In serving, as I am considering it here, you don’t just sell the product and take the money, you assess who is buying the product and where possible, you meet the person who is separated from you only by the mechanics of the transaction. And “serving” in that sense isn’t all that different from teaching, where you need to know who you are teaching and how each person learns and what will distract or defeat them. And you do what you can to reach through those difficulties and reach to the person and nurture their interest. And “serving” in that sense isn’t all that different from serving patients if you are a talented and caring doctor who understands that he or she is not just “curing diseases” but “treating persons.”
This is all “snack bar” stuff. It’s active and it might be necessary and it might, additionally, be a service you are proud to provide. And if any or all of these conditions obtain, it is not in the least like “watching the show” and hoping against hope that it is nearly over.
[1] Unless, of course, you do it several times yourself. I have done it three times myself, at roughly the ages of 20, 40, and 70, and I can tell you that the similarities are overwhelming. At the same time, you understand what is going on and maybe even a little about just why it feels so incredibly good.
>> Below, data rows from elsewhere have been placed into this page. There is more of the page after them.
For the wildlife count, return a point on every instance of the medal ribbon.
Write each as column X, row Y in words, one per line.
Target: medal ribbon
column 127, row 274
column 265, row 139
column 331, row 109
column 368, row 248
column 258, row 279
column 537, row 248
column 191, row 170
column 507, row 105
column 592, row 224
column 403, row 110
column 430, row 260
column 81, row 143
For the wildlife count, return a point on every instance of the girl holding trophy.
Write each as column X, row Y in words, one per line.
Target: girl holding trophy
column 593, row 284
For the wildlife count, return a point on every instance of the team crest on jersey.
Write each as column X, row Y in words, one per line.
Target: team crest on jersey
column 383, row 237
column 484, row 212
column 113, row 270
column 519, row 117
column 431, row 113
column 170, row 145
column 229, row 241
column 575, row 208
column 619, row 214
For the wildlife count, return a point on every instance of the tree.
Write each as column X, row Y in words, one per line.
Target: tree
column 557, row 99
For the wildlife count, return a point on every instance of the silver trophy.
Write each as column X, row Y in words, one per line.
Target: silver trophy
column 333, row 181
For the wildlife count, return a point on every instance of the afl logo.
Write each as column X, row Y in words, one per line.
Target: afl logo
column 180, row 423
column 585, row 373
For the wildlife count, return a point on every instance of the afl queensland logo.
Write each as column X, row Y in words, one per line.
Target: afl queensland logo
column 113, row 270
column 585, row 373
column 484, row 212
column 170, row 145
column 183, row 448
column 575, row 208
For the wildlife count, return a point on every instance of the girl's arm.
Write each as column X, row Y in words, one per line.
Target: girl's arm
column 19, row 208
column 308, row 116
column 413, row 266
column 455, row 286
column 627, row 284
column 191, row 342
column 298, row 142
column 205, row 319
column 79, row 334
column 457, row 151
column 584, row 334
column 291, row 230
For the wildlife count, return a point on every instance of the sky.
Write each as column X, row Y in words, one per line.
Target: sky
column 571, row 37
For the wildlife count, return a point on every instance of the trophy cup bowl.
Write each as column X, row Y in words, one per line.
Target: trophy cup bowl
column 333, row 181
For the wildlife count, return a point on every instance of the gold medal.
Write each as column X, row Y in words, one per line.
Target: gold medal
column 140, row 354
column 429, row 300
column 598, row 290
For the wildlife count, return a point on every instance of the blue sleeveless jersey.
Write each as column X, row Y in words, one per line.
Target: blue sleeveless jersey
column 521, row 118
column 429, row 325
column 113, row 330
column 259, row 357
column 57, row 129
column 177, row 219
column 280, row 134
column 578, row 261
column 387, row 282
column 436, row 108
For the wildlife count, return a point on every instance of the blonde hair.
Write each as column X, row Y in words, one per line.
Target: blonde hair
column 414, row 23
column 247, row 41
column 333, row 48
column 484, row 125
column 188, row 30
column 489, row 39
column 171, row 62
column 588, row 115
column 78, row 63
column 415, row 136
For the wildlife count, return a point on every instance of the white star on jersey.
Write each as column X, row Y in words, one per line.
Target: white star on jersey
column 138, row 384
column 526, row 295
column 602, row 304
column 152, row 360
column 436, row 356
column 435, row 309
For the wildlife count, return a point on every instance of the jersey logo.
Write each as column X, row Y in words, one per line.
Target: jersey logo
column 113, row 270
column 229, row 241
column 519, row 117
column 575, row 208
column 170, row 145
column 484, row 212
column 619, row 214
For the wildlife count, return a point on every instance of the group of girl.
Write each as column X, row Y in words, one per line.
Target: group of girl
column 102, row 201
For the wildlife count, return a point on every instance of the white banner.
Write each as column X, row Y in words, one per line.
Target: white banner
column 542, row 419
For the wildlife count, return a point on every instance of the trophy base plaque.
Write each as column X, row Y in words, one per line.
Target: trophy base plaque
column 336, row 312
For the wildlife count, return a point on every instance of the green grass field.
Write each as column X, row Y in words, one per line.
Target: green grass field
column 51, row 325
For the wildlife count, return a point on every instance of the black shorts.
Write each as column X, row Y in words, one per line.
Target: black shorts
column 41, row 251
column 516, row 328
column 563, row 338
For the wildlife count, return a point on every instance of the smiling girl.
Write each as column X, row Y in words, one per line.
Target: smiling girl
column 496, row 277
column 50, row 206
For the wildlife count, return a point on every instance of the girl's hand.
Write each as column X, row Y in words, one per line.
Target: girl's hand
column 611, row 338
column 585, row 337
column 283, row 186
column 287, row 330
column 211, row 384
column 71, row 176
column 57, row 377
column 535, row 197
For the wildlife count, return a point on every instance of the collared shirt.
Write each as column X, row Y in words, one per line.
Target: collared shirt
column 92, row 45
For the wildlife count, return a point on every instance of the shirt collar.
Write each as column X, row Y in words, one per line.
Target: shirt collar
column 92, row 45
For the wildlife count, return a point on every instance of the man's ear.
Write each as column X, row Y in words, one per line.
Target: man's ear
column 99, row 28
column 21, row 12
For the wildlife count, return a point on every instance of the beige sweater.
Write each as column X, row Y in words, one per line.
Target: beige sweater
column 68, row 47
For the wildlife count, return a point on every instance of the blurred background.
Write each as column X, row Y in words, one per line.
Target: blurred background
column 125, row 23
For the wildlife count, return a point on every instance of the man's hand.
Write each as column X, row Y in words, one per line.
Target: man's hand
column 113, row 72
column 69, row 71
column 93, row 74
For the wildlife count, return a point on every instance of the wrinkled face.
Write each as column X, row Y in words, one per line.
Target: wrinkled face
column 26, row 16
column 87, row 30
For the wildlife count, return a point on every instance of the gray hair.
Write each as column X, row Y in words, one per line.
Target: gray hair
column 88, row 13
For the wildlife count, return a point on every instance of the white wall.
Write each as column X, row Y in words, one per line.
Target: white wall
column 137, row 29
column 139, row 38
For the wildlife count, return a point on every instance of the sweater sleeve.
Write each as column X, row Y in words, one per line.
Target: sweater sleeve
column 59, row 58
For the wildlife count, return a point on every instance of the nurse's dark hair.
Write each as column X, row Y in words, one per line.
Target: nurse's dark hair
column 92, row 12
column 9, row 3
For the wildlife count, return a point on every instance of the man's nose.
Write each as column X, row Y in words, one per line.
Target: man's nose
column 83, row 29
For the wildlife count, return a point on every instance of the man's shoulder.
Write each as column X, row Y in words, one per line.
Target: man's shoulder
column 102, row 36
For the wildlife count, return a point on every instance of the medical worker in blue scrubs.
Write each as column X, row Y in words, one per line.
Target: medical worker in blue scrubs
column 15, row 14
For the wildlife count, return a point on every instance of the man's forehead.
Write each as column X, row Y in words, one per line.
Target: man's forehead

[2] The elderly make up 12% of the population in a recent survey, but 18% of the suicides.
[3] It could be. You can be active in your investment in the performance of the show and a lot of people learn to do that. It’s just outside the metaphorical choices I am trying to arrange.
[4] There are two baristas who are usually at my Starbucks when I go for coffee in the morning and who have no idea what they do for me. Yeah, they sell me the coffee, but they pay attention to who I am and they feed me little scraps of who they are and those build up over time. I got a tattoo last week from an artist that one of the baristas recommended to me. “He’s really good,” she said. “You can count on his work.”